In this chapter we are going to use the struct module to create a bytearray, but another way to do the same job, the ctypes module, is described in Chapters 13 and 15. While this is arguably easier to use, it is not quite as efficient so you should know how to use both.
As already mentioned, the biggest problem with using the ioctl call is in working out how the C struct can be represented in Python. This is often easier than it initially looks because of the struct module which provides a way of converting a C struct definition into an equivalent Python object. The basic idea is that a struct is just a sequence of bytes that have been initialized correctly to hold the type of data they are supposed to hold.

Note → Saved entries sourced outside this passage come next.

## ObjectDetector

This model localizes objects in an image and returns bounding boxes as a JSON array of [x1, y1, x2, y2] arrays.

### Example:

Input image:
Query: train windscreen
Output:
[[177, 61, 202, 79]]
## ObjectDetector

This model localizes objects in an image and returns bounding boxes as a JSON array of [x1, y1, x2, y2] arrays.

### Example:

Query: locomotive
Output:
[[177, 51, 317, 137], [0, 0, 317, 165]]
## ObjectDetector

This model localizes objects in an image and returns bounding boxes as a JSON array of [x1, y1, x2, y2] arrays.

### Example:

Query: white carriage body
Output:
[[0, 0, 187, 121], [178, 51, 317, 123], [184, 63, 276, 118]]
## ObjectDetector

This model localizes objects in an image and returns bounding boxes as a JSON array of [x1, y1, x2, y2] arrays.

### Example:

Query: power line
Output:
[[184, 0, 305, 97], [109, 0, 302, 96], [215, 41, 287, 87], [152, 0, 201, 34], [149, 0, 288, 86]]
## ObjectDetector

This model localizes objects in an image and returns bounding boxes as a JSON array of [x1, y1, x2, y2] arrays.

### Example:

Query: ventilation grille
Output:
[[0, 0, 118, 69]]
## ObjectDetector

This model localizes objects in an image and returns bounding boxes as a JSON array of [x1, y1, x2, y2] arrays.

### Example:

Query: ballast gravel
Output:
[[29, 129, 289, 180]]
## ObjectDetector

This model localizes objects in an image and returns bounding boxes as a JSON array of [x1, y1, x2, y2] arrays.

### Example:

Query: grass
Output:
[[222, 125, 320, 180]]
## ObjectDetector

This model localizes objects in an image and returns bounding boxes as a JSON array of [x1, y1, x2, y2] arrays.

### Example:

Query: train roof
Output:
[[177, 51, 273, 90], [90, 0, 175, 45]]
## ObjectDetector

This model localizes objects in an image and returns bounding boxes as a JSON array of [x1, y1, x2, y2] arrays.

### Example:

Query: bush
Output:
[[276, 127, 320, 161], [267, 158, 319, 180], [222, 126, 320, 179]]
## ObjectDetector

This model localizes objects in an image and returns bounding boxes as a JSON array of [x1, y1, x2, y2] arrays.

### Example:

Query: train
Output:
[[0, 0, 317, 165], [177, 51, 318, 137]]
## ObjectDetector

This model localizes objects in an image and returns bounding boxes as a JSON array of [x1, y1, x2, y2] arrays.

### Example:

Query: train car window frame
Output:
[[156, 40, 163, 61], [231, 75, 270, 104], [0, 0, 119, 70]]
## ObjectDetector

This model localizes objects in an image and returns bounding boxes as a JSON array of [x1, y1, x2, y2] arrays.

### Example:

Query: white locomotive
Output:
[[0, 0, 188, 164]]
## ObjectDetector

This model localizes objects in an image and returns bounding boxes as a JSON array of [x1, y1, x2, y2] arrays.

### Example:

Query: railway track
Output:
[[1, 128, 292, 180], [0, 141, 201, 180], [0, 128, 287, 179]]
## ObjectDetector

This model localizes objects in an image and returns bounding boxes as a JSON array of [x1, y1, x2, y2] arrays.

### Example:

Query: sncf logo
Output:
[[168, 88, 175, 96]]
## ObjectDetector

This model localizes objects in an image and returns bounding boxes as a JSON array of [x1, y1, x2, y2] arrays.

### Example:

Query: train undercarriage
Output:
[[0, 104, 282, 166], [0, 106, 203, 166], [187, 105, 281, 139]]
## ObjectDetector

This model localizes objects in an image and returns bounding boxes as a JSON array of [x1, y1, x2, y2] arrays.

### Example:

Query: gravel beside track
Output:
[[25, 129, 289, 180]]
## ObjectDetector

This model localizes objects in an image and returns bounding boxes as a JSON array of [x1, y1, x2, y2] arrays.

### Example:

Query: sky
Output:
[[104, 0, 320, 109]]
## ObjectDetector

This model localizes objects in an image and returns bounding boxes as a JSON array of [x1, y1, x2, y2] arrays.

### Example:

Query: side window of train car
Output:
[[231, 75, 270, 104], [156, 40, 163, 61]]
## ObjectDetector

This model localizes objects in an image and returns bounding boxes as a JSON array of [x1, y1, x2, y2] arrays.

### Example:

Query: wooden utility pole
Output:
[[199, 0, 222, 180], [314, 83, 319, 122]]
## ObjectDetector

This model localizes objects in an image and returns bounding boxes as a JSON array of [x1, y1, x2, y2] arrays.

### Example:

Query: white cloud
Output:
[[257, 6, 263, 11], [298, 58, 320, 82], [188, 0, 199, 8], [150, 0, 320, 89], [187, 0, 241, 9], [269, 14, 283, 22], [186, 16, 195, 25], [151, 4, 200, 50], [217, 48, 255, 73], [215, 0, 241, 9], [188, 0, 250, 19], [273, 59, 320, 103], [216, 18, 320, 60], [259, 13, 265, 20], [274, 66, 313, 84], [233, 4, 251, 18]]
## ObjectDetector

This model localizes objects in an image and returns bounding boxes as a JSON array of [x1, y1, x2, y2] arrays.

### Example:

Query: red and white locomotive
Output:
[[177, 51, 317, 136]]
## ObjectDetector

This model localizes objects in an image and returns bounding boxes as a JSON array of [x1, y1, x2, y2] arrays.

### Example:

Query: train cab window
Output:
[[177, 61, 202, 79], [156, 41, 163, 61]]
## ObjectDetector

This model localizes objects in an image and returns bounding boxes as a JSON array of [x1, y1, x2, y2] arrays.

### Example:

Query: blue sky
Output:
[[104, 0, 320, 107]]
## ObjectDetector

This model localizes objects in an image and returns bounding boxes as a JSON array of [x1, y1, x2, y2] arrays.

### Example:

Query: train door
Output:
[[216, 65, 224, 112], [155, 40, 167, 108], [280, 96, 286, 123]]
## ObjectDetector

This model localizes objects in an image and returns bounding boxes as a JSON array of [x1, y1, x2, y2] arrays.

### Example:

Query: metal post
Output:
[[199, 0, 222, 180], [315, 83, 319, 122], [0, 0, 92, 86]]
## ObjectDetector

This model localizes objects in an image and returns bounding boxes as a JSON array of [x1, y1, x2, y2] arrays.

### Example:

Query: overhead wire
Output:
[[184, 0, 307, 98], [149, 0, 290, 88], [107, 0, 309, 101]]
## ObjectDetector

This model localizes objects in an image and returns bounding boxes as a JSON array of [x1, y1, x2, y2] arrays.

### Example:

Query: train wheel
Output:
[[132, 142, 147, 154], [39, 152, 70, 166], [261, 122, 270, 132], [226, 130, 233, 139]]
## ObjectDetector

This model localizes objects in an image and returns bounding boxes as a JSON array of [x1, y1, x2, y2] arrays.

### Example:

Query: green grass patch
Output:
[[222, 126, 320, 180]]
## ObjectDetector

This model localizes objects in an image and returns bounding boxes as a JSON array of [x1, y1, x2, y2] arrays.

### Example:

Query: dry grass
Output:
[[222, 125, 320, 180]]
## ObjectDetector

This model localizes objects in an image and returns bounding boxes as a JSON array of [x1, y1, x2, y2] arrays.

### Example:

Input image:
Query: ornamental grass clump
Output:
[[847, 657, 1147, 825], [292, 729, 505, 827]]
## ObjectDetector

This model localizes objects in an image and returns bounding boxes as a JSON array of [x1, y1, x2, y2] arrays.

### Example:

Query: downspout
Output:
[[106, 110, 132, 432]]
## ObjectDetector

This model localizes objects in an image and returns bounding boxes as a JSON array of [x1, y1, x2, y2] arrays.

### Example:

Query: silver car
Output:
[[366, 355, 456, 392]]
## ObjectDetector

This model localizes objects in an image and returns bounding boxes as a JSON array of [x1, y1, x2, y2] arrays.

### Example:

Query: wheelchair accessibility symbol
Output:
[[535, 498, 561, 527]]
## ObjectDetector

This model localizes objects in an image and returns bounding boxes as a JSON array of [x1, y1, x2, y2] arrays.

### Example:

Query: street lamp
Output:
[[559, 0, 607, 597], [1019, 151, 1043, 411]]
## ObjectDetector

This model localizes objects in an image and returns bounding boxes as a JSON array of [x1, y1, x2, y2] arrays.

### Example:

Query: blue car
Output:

For example, consider this in C:
struct gpiochip_info {
char name[32];
char label[32];
__u32 lines;
};
Even if you don’t know C, you can probably work out that the struct consists of a name of 32 characters, i.e. 32 bytes, a label of 32 characters, i.e. another 32 bytes and an unsigned 32-bit integer, i.e. 4 bytes. This struct is equivalent to a buffer of 32+32+4, i.e. 68 bytes. The only problem is that when you pass it to the ioctl call the first 32 bytes have to contain bytes that represent a C string, followed by another 32 bytes of string data and finally 4 bytes which represent an unsigned integer value.